Private non-regulatory drinking water well testing for arsenic and other chemicals in Florida is not universal. Samples are usually collected by county health departments in response to citizen complaints or suspicion of potential contamination by an anthropogenic source (e.g., previous agricultural land use). This nonsystematic ad hoc sampling approach may not accurately identify or capture where actual concentrations of arsenic may be in the soil and water. Furthermore, we only had access to the patient residence at diagnosis and had no information on prior residence history in patients with pancreatic cancer, which is important, given the 15 to 30-year pancreatic cancer latency. The other limitation of the study pertains to the accuracy of exposure assessment since arsenic levels in the well water may not reflect individual exposure. While we cannot accurately ascertain individual well water exposure, in Florida there are more than 1.5 million private wells from which approximately 20% of the population receives water (http://www.doh.state.fl.us/environment/water/privatewells.html). If arsenic is in the soil and air, then arsenic could be dissolved from the arsenic-bearing soil and air into the ground water (particularly given the heavy rainfall experienced in Florida). Therefore, well water may serve as a proxy for environmental arsenic contamination in the soil and air.
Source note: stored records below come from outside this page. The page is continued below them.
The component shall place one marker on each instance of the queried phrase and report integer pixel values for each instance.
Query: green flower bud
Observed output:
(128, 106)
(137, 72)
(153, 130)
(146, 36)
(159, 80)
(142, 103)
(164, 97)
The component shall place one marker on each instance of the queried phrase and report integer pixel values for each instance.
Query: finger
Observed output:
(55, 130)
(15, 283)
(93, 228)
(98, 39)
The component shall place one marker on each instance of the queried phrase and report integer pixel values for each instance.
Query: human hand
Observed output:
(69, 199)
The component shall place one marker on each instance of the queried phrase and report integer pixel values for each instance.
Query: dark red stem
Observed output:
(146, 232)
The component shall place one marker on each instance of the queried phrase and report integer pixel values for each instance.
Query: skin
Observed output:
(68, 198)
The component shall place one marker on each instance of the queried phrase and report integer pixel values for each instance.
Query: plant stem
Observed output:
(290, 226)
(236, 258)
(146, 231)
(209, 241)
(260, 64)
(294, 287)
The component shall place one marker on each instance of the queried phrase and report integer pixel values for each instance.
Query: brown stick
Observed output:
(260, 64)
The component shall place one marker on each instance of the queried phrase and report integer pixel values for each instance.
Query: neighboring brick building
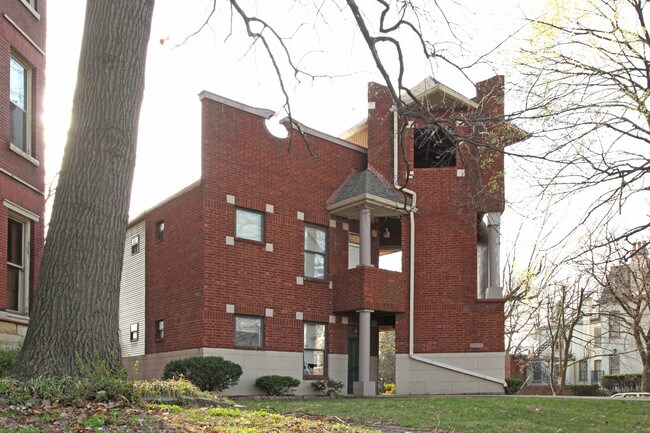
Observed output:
(272, 259)
(22, 82)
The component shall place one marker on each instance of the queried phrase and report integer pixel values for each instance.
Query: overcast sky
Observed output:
(169, 137)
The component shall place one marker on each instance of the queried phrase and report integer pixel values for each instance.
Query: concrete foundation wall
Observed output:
(415, 377)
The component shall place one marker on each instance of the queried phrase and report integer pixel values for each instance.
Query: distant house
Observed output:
(603, 343)
(22, 82)
(274, 259)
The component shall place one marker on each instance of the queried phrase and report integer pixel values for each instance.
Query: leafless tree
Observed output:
(565, 310)
(75, 312)
(584, 97)
(76, 307)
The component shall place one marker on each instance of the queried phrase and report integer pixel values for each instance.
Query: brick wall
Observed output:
(241, 159)
(198, 291)
(174, 268)
(15, 170)
(448, 316)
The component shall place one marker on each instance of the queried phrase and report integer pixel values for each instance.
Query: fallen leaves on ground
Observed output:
(116, 417)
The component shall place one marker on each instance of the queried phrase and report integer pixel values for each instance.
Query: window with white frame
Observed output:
(353, 250)
(160, 230)
(315, 251)
(18, 235)
(583, 367)
(614, 364)
(314, 349)
(160, 330)
(614, 327)
(20, 105)
(135, 244)
(32, 4)
(249, 331)
(249, 224)
(135, 331)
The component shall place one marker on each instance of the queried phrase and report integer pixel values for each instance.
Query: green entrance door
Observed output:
(353, 357)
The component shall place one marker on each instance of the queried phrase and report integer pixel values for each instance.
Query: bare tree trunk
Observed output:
(75, 313)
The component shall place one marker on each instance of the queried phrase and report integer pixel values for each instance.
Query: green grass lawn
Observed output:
(479, 414)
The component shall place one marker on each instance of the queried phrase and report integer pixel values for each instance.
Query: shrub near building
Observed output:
(211, 373)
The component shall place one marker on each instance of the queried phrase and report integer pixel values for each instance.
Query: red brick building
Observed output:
(22, 82)
(274, 258)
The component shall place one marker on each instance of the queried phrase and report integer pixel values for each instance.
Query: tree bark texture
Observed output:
(75, 311)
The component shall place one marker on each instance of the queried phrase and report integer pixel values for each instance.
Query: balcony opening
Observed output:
(433, 147)
(390, 244)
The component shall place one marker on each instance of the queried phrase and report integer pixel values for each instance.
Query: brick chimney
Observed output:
(380, 130)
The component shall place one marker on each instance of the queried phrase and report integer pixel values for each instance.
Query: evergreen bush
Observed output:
(210, 373)
(622, 382)
(8, 359)
(277, 385)
(514, 385)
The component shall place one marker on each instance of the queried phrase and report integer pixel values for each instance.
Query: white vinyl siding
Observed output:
(132, 291)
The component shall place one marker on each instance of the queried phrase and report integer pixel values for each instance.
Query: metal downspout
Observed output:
(411, 212)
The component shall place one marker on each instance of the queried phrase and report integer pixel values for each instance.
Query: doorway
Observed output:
(353, 357)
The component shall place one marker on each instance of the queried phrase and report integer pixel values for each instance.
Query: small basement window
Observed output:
(160, 330)
(160, 230)
(433, 147)
(135, 331)
(135, 244)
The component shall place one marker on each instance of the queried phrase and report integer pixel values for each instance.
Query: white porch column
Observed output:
(364, 237)
(364, 387)
(494, 266)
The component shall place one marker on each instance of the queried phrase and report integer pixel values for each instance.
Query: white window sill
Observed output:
(25, 155)
(14, 317)
(31, 9)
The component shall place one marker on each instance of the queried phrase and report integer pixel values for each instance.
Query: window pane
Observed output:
(18, 124)
(15, 242)
(315, 239)
(314, 336)
(249, 224)
(13, 286)
(248, 331)
(353, 255)
(135, 244)
(160, 230)
(17, 84)
(314, 363)
(314, 265)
Despite these limitations, we believe that our study represents the first step in identifying communities that may benefit from further investigation. Most of previous studies in literature were done in other countries, with much higher exposure sources. Our criteria for exposure was likely much lower in our study. Our study suggests that these ‘lower’ exposure levels may be important. The combined and possibly synergistic effects of arsenics and other carcinogens such as smoking and ultraviolet irradiation may enhance the tumorigenicity [35]. Factors which could account for our ability to detect these low-level exposures could be the completeness of cancer case registry in Florida, the accuracy of the census-derived denominator data, the geocoded cases, and the sensitivity of the SatScan program.

Conclusions

Arsenic exposure in drinking water has been associated with increased bladder and lung cancer susceptibility. Epidemiologic and experimental data suggest a co-carcinogenic effect of arsenic with exposure to DNA damaging agents, such as cigarette smoke. The findings of an increased bladder cancer risk among smokers, but not among nonsmokers by Steinmaus et al. [24] and Karagas et al. [26] suggest further investigations of arsenic, and its interaction with smoking in the development of cancers. However, as the current report is an ecological analysis subject to numerous potential biases it is important to note that future case–control studies are required to investigate the effect of arsenic exposure on pancreatic cancer risk, and its interactions with other co-carcinogens such as smoking in the development of pancreatic cancer.

Future studies to extrapolate cancer risks incorporating the genetic, environmental factors, and their interactive relationship to understand the etiology of pancreatic cancer, and to identify high-risk populations for primary prevention of this deadly disease will be an important endeavor to contribute to reduce the burden of the disease and to promote public health.

There is a public health and clinical imperative to identify the etiology of pancreatic cancer including environmental factors, and to establish foundations for further developing effective and targeted pancreatic cancer prevention programs. The present analysis identified multiple areas of pancreatic cancer clustering within Florida. Furthermore, we identified pancreatic cancer clusters that had an increased likelihood of being located near known arsenic-contaminated wells. If these results are confirmed using more robust study designs, the targeted public awareness campaigns are needed in these high risk communities in order to educate residents on ways to reduce environmental and non-environmental exposures to cancer causing agents, especially the need to reduce community smoking rates.

Consent

Written informed consent was obtained from the patient for publication of this report and any accompanying images.